2. Current Assets Holding Period

In this method the working capital requirements are to be estimated on the basis of average holding period of current assets and relating them to costs based on the firm’s experience in the previous years. This method is essentially based on the operating cycle concept.

A modified version of this method is also used by various firms, in which the current assets are carefully estimated and at the same time the current liabilities are also to be estimated. The difference between two gives a rough idea about the net working capital requirements of the firm.

Let’s have a brief idea about how various components of current assets and current liabilities are to be estimated for estimating the working capital requirements:

1. Stock of Raw Materials = No. of Units Produced * Per Unit Cost of Raw materials * Average holding period of raw materials

2. Work in Progress   =

  1. Materials: No. of Units Produced * Per Unit Cost of Raw materials * Average period of Raw materials in process
  2. Labor: No. of Units Produced * Per Unit Cost   of Labor * Average of period of Labor in process
  3. Overhead: No. of   Units Produced * Per Unit Cost   of Overheads* Average of period of Overheads in process

Generally, the WIP is to be taken as half a month’s raw material cost and one month’s labor and variable cost.

3. Finished Goods = No. of Units Produced * Per Unit Total Cost

4. Sundry Debtors = No. of Units Sold * Period of credit given to debtors * Total Cost of Production

Profit is not to be considered for calculating the outstanding debtors. On the same way only the sales which are made on credit are to be considered.

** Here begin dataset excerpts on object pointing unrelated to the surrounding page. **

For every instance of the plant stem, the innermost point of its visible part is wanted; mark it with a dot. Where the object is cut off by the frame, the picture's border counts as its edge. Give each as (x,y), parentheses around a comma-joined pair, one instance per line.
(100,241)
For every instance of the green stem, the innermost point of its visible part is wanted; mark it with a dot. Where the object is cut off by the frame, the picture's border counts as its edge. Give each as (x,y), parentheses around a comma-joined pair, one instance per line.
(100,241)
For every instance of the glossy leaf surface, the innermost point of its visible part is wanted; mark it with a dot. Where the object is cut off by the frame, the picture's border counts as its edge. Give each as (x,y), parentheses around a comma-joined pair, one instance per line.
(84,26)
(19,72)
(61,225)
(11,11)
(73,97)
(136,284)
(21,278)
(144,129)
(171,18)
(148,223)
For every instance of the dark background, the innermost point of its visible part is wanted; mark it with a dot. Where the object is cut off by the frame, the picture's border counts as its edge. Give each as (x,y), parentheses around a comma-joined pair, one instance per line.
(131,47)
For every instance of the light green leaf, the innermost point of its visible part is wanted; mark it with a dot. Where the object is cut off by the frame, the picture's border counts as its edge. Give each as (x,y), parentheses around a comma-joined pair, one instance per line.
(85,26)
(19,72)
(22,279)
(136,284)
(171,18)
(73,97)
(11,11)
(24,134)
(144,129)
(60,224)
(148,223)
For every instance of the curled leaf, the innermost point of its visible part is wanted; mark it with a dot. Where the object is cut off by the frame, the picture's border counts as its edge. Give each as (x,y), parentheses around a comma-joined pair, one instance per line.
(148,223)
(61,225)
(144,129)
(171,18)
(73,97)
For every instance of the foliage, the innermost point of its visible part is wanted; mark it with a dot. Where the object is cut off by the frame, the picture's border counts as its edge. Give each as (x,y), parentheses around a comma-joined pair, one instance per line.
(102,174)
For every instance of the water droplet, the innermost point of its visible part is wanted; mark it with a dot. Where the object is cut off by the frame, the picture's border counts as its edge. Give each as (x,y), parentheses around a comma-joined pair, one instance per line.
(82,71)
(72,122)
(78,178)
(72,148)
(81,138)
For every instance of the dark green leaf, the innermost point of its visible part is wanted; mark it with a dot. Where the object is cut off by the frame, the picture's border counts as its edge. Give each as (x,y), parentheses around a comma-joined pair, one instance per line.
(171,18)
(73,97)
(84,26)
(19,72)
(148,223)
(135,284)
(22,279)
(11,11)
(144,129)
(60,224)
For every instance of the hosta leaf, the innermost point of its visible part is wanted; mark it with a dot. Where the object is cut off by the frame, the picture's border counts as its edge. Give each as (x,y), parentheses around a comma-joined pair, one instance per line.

Thus the cash sales are to be deducted before estimating the debtors.

5. Sundry Creditors   = No. of Units Produced * Per unit cost of raw materials * Credit period allowed by the suppliers

6. Outstanding Wages and Overheads = No. of Units Produced * Per unit cost of Wages and Overheads * Time leg in payment of Wages and Overheads

After estimating the components of current assets and current liabilities a Statement Showing the Working Capital Requirement is to be prepared as under:

Statement Showing Requirement of Working Capital

Particulars

Rs.

Rs.

Current Assets :

  1. Stock of Raw Materials
  2. Stock of Work in progress :

Material Cost     ———-

Wages                         ———-

Overheads             ———-

  1. Stock of Finished Goods (at cost of production)
  2. Debtors
  3. Minimum Cash required
  4. Advance Payments

 

Total Current Assets (A)

———-

———-

———-

———-

———-

———-

 

————-

Current Liabilities :

  1. Creditors for purchases
  2. Outstanding wages and overheads
  3. Advance received from customers

 

Total Current Liabilities (B)

———-

———

———

———–

Total Working Capital Requirement

(A — B)

———–

These are some of the methods that are used in the estimation of working capital requirements. After estimating the working capital requirements, the next task for financial manager is to think about the procurement of working capital.